X shrugged. "I'm the wrong person to ask." No sooner had the words left his mouth than she drew inward and he felt a touch of self-loathing. Twenty awkward seconds.
"So, this wasn't the first time you woke up, but you stayed down there all this time," Marty said. "Why?"
Such a simple question, it stunned X to realize he hadn't been asked it yet. That's really your own fault, you kept peppering everyone with questions when you were awake, you never let them ask them you much of anything.
"I haven't been all there between the shock and all the painkillers I just got off but ever since you—I don't know, woke up?—you've looked troubled." She looked embarrassed. "I'm sorry, is that weird to say?"
"No, you're right," X said. He looked around once more—only the five of them, and only Marty was awake.
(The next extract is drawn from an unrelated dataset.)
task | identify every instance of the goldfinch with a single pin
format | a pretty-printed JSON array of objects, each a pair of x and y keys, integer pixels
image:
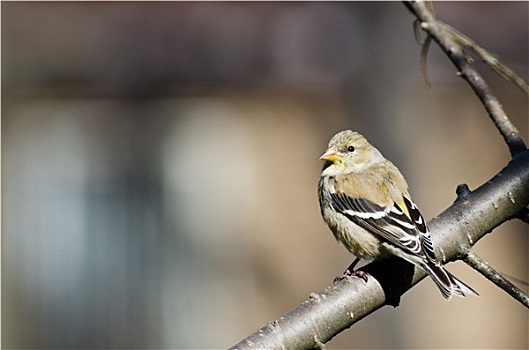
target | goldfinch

"I had another life, before. A simulation. That's why I was in that capsule in the first place. The whole lab was built to run a high-resolution simulated world for me to live in."
"Why?"
"My creator, Doctor Hikari, thought it would give a chance to learn ethics and reason with low stakes before it was time for me to face . . ." X circled his hands out at the dimly-lit cargo hold. "The real world."
"So, it was a bunch of training exercises?"
"No, I lived a whole life. I was—well, I thought I was this man named Xavier. I had a childhood, grew into a man, fell in love, had a career, fought in wars."
"For how long?"
"I thought it was about thirty-two years, but even the flow of time was different. Then one day, this man I'd been friends with for a long time, Otto, he finds me at a conference and tells me the truth. He was the AI in charge of the simulation and it was ending ahead of schedule."
"Because the Cataclysm damaged the lab?" Doctor Cain had woken, stretching his arms over his head, then propping himself more upright. X nodded.
"I lost everything in a blink."
"You're wondering if you can trust all this to be any more real, right?" Doctor Cain said. "That's a tough nut, certainly."
"You must miss it," Marty said.
X couldn't help but laugh; as a college-aged Xavier, he'd conversed with a friend about the idea of missing something that was never real. There had been more than a little weed involved, and they'd been referring chiefly to frivolous romances, but still.
"I have these memories that still feel resonant, but knowing that whole time I was being fooled . . . I could never go back to that."
Marty reached out, laid her hand on his shoulder. The instant the comfort settled on him, he heard the doubts in the back of his mind again. Reality. Irreality. No way to tell. Both Marty and Doctor Cain looked to be working themselves up to saying something. It was not that X was annoyed, he just knew that they could not offer real understanding. Better to spare everyone the frustration.
"So we're headed for Alexandria, if I remember?" X asked.
The sparkle in Doctor Cain's eyes dimmed for a moment, and Marty withdrew her hand with a half-smile.
"Yes. We've got two more days at sea. I'd suggest you get some more rest. Once we land, things are going to happen very fast."
When events move quickly, X thought, it's that much harder to right them when they go off course.